The trigger is depolarization to threshold. When a stimulus brings the membrane from −70 mV up to approximately −55 mV, voltage-gated Na⁺ channels open in a self-reinforcing cascade. Na⁺ is more concentrated outside and electrically attracted inward, so when these channels open, Na⁺ rushes in and makes the interior more positive — which opens more Na⁺ channels, which lets in more Na⁺. This positive feedback drives the membrane potential rapidly to about +40 mV. This is the rising phase of the action potential. The membrane overshoots 0 mV because the driving forces on Na⁺ don't stop at zero — they continue until Na⁺ channels begin to inactivate.
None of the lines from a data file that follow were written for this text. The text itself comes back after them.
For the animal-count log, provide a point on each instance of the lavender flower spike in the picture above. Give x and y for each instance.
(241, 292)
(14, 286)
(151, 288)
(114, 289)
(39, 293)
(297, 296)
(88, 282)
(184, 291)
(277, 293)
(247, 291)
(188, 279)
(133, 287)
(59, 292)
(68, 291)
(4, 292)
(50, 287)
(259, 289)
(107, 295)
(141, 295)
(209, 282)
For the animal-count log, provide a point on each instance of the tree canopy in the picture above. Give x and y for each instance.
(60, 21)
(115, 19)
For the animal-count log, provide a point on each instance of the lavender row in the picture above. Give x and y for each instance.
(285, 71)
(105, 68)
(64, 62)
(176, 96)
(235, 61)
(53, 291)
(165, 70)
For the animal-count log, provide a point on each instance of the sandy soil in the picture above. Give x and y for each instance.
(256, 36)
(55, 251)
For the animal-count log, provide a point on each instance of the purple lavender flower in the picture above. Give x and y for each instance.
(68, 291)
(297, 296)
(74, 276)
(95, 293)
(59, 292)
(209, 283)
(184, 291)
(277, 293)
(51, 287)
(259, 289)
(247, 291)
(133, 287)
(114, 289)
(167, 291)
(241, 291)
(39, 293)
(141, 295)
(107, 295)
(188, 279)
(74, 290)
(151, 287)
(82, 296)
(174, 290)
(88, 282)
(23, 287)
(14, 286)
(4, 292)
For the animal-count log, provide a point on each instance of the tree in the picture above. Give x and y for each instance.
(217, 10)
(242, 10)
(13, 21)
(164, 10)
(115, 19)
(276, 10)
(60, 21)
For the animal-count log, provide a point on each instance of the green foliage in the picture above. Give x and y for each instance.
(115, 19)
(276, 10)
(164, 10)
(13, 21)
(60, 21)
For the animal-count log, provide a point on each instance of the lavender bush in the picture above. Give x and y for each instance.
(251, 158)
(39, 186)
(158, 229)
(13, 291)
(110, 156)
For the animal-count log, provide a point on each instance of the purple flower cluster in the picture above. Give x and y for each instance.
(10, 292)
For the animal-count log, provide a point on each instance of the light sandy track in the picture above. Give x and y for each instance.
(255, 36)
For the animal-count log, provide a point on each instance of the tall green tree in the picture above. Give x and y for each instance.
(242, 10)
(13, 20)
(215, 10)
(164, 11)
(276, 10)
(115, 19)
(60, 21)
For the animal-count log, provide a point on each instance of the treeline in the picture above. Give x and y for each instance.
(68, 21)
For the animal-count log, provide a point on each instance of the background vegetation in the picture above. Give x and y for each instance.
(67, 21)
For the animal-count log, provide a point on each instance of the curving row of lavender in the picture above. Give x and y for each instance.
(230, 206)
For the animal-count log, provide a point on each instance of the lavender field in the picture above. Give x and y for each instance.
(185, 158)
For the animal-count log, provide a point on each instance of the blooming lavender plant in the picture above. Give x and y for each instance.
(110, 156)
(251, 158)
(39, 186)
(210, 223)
Two events then combine to restore the resting potential. First, voltage-gated Na⁺ channels undergo inactivation — a conformational change distinct from simply closing, which renders them incapable of reopening for a period of time regardless of voltage. Second, voltage-gated K⁺ channels (which open more slowly) allow K⁺ to flow out down its concentration gradient, removing positive charges from the cell. The membrane potential falls rapidly back toward resting. K⁺ channels stay open slightly longer than needed, producing a brief undershoot to about −80 mV (afterhyperpolarization). During this period, it is harder than normal to trigger another spike — this is the relative refractory period.
A critical feature of the action potential is that it is all-or-none: if threshold is not reached, nothing fires; if it is reached, the full-amplitude spike always fires. This means a neuron cannot produce a "small" action potential in response to a weak stimulus. Instead, stimulus intensity is encoded in firing frequency — a more intense stimulus makes the neuron fire at 100 Hz rather than 10 Hz. This rate coding allows an all-or-none mechanism to carry graded information across the nervous system.
Finally, understand that the action potential propagates without decrement because it is not traveling as a passive electrical signal — it is regenerated locally at each successive patch of axon membrane. The segment that just fired is refractory (Na⁺ channels inactivated), so the only direction the action potential can spread is forward into the next unexcited membrane. This directional, regenerative propagation is what allows signals to travel reliably over meters of axon without losing amplitude.